I did it. I tackled a ridiculously large bubble quilt for my brother. It ended up being 462 bubbles, roughly 7.5 feet by 8 feet and weighing 15 pounds. This blanket took me 60 hours to complete (I know, I have one lucky brother).
Why did I make this for my 20 year old brother you ask? Aren’t these blankets for babies? Well, they’re not just for babies, they are crazy comfortable and warm. My little brother lives in a shanty in the desert. He’s not homeless and into peyote, he goes to Frank Lloyd Wright School of Architecture, and they make them live in cool shacks that other students have built. Anyways, I thought he needed something warm and cozy to protect him from the desert nights and the scorpions that crawl into his shanty. Plus, he asked me to make him one. He has a beautiful blog here if you’re interested in architecture or beautiful photography.

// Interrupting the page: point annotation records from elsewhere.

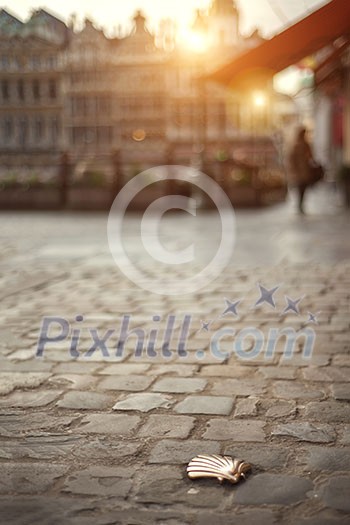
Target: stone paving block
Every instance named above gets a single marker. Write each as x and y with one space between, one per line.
241 517
14 424
100 481
43 510
205 405
174 452
10 381
327 458
235 430
173 491
278 372
261 456
272 489
179 385
247 407
181 370
118 424
296 390
85 400
341 390
305 431
345 435
76 367
329 411
167 426
239 387
124 369
29 478
329 373
234 371
335 493
40 447
30 399
73 381
130 382
279 409
144 402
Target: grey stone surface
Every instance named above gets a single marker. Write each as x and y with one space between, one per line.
235 430
335 493
9 381
205 405
130 382
329 411
29 478
247 407
341 391
144 402
118 424
33 399
273 489
179 385
100 481
296 390
85 400
328 458
167 426
171 451
304 431
238 387
97 466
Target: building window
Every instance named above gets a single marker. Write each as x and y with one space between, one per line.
5 62
23 132
38 129
20 89
5 90
52 89
36 90
7 129
54 130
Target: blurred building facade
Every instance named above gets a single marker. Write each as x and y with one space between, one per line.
124 101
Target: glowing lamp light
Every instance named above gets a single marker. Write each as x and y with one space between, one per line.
259 99
139 135
195 41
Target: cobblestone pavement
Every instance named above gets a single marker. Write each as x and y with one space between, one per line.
105 440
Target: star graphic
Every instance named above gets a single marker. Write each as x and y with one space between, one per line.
292 306
231 307
312 318
266 296
205 325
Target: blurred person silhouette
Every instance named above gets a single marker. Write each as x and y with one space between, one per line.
301 163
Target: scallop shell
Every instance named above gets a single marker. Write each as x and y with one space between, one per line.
220 467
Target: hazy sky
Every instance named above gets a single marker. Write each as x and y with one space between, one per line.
268 15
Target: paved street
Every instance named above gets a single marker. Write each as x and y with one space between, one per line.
95 432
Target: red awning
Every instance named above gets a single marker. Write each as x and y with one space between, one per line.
311 34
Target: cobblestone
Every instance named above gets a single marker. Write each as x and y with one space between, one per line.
179 385
273 489
335 493
68 457
304 431
163 426
181 452
205 405
85 401
144 402
329 411
235 430
120 425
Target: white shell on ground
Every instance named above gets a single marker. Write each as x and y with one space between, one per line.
219 467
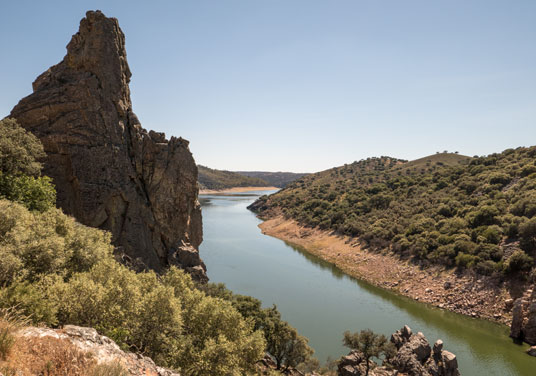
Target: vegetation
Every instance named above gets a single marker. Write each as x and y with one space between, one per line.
20 169
10 322
60 272
275 179
369 345
57 271
217 179
477 213
283 342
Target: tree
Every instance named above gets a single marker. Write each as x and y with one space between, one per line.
19 150
283 341
20 169
369 344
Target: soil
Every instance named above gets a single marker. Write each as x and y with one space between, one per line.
465 293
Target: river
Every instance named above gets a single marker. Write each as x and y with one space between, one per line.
322 302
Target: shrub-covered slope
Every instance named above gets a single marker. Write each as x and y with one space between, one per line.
209 178
445 209
276 179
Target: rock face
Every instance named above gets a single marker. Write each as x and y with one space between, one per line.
109 172
414 357
523 327
102 349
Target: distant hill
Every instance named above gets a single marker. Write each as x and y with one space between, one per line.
276 179
209 178
448 209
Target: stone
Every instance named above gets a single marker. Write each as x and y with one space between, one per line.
419 346
438 346
450 363
109 172
350 365
529 329
101 348
516 328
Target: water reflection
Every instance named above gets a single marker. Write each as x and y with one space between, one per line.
321 301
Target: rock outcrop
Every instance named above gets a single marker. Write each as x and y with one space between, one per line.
99 349
414 357
523 327
109 172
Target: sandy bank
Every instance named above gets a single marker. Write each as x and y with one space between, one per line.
235 190
467 294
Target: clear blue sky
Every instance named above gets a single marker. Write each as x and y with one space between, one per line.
305 85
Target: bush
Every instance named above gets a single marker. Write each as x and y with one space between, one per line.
20 169
61 272
10 322
527 235
20 150
34 244
519 262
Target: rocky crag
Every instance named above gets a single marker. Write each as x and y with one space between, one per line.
74 350
414 357
109 172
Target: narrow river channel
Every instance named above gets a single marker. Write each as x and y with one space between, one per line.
322 302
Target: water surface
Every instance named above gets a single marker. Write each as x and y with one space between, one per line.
322 302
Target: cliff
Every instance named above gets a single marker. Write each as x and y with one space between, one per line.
75 351
109 172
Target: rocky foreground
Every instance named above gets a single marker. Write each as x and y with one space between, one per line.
414 357
109 172
74 351
523 326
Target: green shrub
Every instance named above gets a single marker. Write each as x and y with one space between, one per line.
519 262
20 150
485 199
60 272
10 322
527 235
20 168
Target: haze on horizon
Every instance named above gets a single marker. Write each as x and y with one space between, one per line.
306 85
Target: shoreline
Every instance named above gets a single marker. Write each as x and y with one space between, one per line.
467 294
235 190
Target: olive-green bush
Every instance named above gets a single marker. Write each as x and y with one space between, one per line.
20 168
444 209
60 272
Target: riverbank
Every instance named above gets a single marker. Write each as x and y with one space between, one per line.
235 190
467 294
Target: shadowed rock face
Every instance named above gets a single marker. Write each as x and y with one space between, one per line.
109 172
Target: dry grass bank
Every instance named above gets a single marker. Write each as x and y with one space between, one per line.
465 293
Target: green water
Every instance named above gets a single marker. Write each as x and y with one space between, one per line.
322 302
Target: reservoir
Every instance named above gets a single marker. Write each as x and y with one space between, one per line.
321 302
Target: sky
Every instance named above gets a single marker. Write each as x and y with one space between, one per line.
305 85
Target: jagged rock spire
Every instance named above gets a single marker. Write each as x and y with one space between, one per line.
109 172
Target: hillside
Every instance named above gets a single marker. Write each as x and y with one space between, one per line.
277 179
445 209
209 178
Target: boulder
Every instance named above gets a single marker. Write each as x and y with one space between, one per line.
438 346
100 348
516 329
109 172
529 329
450 364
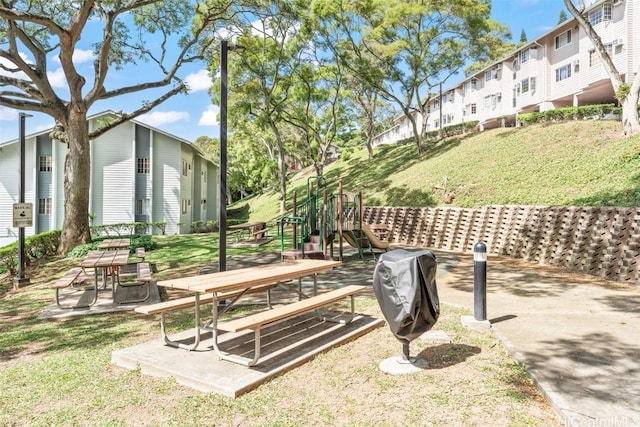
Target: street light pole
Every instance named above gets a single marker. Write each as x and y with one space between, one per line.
21 250
222 263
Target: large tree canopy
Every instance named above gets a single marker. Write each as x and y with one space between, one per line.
121 32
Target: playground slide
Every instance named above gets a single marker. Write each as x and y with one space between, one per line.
373 239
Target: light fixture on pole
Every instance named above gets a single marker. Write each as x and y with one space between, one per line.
21 250
224 50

Here are a couple of pictures of his shanty.
Any who, here are some tips for making your very own gigantic bubble blanket.
Make all your puff casing like usual, using the new and improved method. Lay out your design and then sew together small sections at a time. So you can see here that I have one section of 6×7 and one 8×7. It’s like making several smaller bubble blankets.
Make all of your smaller sections, I had nine. Don’t sew them together yet.
Now you’re going to want to cut all the slits in the back and stuff the inner bubbles. Leave a boarder of unstuffed puffs all the way around each section.
Sew up the ones you stuffed. Repeat on all your small sections.
Then start sewing the sections together. Each time you sew a section together, stuff and sew the puffs that won’t be along a sewing edge again. I sewed groups of three together so that I had three long strips. It’s a little hard to tell, but you can see that all of the inner puffs are stuffed and sewn except for the outer ring of squares.
Pin and sew the large strips together.
This picture gives a good view of how after I sewed the strips together there are two strips of unstuffed bubbles. At this point I would stuff and sew all of those.
Continue until the whole thing is finished. Look at all that handsewing!
I used the mitered edge method to finish this bubble quilt. You could also easily bind it like a regular quilt, but a ruffle would be pretty horrible to do!
You’re also going to want to tack the layers together so it’s not all floppy and weird. To do this, I double threaded a needle and handstitched a few stitches about every 3 square bubbles (shown in red dots here).